The company’s net loss after tax stood at TWD 6.59 billion (USD 213.7 million) in 2018, compared to a net profit after tax of TWD 0.32 billion seen a year earlier.
The consolidated revenues for 2018 totaled TWD 141.83 billion, up by 8.21 % compared to revenues of TWD 131.08 billion recorded in 2017.
As explained, Yang Ming’s 2018 operating results have been significantly impacted by higher global bunker fuel prices, which increased by 31.17% compared with the previous year.
Volumes in 2018 increased to 5,232 thousand TEUs, up 11% year over year when compared to 4,722 thousand TEUs handled in 2017.
“Despite the 11% volume growth due to strategies implemented in 2018, Yang Ming’s operating margins were eroded by higher bunker costs,” Yang Ming said in a statement.
Moving into 2019, unsettling geopolitical risk factors, including the ongoing US-China trade war and Brexit, continue to impact bunker fuel prices and conditions in global trade.

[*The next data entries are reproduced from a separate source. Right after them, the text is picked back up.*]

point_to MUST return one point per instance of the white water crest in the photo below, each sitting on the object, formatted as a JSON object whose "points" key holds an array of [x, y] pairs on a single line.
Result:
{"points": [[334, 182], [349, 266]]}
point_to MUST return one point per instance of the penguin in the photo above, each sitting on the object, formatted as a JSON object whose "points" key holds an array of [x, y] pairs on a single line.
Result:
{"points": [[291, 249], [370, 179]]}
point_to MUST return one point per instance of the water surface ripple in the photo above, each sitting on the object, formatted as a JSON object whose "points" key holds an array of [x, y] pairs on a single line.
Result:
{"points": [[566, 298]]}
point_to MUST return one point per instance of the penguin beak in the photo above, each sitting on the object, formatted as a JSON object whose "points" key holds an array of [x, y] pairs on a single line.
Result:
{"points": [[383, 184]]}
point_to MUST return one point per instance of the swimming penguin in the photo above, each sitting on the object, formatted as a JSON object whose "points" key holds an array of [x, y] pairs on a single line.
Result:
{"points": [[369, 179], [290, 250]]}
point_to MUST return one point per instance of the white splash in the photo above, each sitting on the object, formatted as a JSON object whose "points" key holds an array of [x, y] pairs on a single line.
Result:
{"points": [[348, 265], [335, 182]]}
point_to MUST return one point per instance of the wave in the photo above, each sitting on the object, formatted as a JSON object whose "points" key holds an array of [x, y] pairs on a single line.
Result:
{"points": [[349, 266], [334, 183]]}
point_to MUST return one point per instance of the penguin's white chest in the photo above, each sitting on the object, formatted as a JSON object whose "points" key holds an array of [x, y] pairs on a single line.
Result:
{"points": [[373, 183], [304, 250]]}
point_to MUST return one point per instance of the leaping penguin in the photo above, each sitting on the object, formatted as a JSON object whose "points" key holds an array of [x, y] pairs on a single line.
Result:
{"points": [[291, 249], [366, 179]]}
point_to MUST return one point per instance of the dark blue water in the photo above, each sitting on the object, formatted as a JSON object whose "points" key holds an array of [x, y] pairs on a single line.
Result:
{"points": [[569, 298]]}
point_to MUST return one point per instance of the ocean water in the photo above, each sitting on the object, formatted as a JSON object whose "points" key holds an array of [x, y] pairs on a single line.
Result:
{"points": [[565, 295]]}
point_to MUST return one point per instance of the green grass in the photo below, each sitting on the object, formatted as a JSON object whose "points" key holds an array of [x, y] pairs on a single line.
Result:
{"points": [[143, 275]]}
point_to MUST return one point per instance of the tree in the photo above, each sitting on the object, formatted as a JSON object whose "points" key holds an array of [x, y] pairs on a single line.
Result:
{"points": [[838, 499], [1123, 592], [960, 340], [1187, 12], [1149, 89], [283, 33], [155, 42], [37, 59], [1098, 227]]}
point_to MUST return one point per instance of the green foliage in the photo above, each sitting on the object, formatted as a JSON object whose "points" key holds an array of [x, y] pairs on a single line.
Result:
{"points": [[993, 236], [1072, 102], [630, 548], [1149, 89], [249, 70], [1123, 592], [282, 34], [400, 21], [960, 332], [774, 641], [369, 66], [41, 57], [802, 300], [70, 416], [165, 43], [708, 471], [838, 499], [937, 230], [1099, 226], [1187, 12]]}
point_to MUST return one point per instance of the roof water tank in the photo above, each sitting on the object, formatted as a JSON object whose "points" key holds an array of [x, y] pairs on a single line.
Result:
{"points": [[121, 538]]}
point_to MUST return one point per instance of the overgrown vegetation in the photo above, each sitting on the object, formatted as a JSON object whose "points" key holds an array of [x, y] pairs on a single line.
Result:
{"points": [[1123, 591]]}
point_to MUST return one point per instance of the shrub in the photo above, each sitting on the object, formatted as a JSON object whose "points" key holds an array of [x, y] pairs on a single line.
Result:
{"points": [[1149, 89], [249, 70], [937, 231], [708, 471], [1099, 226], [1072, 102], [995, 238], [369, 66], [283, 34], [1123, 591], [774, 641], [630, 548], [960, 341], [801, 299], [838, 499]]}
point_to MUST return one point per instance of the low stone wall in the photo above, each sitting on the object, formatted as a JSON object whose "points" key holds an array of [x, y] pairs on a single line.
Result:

In addition, the International Maritime Organization (IMO) 2020 sulphur regulations will inevitably increase operating costs, the company explained.

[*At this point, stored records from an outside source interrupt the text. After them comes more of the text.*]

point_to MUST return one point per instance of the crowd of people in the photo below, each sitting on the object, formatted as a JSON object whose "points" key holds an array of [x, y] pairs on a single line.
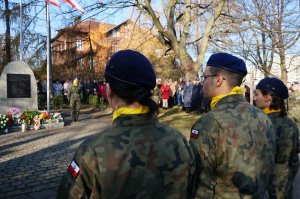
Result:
{"points": [[235, 150], [168, 93]]}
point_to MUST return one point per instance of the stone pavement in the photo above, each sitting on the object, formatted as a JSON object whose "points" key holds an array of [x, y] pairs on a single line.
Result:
{"points": [[32, 163]]}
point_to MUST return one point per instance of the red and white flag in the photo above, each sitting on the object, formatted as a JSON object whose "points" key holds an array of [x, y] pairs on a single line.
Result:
{"points": [[54, 2], [74, 4]]}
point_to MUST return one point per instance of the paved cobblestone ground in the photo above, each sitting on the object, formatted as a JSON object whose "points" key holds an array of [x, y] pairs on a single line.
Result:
{"points": [[32, 163]]}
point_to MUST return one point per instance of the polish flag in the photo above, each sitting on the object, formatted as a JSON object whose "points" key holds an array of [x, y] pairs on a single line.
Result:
{"points": [[74, 4], [73, 169], [54, 2]]}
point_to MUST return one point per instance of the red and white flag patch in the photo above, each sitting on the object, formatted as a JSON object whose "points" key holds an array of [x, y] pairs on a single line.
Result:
{"points": [[194, 133], [73, 169]]}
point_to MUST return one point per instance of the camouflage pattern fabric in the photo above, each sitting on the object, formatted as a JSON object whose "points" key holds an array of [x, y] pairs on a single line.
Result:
{"points": [[137, 158], [75, 101], [236, 145], [286, 159]]}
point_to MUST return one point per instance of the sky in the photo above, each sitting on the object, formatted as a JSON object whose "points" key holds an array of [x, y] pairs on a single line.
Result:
{"points": [[59, 20]]}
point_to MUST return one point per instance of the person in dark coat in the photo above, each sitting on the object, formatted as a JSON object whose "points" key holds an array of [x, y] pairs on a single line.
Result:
{"points": [[269, 96], [137, 157]]}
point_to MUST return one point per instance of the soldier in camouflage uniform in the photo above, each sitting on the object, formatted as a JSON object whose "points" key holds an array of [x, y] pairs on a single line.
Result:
{"points": [[235, 141], [74, 93], [138, 157], [270, 96]]}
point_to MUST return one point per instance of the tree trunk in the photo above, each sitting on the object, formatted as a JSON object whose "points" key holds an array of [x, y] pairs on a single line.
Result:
{"points": [[283, 65], [7, 34]]}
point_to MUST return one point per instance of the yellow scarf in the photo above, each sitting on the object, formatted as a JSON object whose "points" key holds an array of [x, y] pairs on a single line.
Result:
{"points": [[216, 99], [268, 110], [130, 111]]}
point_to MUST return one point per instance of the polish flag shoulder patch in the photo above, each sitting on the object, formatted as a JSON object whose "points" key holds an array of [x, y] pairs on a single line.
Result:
{"points": [[194, 133], [73, 169]]}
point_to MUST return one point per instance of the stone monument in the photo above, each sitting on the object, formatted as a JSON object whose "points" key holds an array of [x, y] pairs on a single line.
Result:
{"points": [[18, 87]]}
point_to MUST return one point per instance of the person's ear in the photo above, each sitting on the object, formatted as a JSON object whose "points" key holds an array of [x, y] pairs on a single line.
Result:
{"points": [[219, 80], [268, 99]]}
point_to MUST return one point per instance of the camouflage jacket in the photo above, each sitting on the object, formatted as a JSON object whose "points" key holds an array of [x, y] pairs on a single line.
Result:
{"points": [[137, 158], [74, 93], [236, 145], [286, 159]]}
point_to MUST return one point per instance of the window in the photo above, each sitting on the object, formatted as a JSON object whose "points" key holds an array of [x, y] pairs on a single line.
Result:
{"points": [[115, 33], [79, 44]]}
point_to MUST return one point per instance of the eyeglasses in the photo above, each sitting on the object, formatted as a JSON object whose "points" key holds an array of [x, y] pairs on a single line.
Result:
{"points": [[204, 77]]}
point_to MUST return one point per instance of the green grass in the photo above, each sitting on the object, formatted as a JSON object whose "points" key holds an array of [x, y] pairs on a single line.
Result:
{"points": [[178, 119]]}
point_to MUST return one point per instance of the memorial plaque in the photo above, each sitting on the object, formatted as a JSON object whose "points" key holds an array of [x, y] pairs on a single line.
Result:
{"points": [[18, 86]]}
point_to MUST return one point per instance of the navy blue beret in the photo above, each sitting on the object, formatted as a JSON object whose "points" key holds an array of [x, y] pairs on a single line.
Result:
{"points": [[228, 62], [274, 86], [131, 67]]}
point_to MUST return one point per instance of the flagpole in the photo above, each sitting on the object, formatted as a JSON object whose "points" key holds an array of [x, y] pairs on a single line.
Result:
{"points": [[48, 57], [21, 32]]}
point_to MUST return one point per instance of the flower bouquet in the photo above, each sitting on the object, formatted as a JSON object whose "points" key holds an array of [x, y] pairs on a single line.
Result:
{"points": [[3, 123]]}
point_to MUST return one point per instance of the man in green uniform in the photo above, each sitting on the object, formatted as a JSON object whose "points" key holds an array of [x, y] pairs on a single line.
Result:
{"points": [[138, 157], [235, 141], [270, 96], [74, 93]]}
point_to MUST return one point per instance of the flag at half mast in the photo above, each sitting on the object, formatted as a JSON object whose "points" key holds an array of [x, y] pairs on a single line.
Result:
{"points": [[54, 2]]}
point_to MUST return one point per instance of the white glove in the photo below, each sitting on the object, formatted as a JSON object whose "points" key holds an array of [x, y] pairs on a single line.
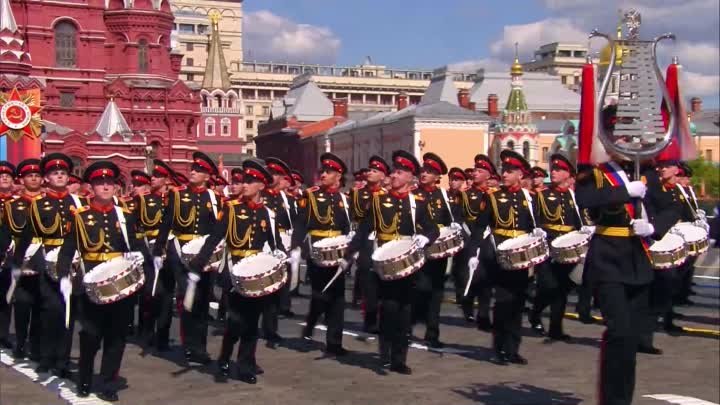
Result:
{"points": [[420, 240], [636, 189], [587, 229], [65, 286], [643, 228], [473, 263], [539, 232], [157, 262], [193, 278]]}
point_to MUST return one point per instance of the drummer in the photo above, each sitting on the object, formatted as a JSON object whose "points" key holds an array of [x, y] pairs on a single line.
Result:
{"points": [[149, 202], [481, 286], [324, 213], [557, 213], [247, 225], [191, 213], [396, 214], [28, 300], [276, 198], [507, 213], [100, 232], [360, 200], [430, 286], [7, 174]]}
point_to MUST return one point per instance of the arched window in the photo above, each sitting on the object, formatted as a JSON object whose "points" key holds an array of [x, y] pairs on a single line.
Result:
{"points": [[142, 56], [65, 44], [209, 126]]}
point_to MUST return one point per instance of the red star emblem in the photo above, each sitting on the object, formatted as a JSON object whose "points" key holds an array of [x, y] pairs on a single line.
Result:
{"points": [[15, 115]]}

Based on the latest forecast from Alphaliner, the supply growth rate in 2019 is projected at 3.1% while the demand rate will grow at around 3.6%. Therefore, the trend in global shipping is moving towards a more balanced level of supply and demand.

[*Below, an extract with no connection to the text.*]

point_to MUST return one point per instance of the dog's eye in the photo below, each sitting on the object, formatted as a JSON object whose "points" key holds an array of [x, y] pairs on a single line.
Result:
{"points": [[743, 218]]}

The sulphur cap could prompt scrapping of older, inefficient vessels in the near term. This would add complexity and challenges to the shipping market, Yang Ming believes.
“In light of the uncertainties surrounding global trade and the pressure on bunker prices, Yang Ming remains cautiously conservative on its outlook for 2019,” the carrier concluded.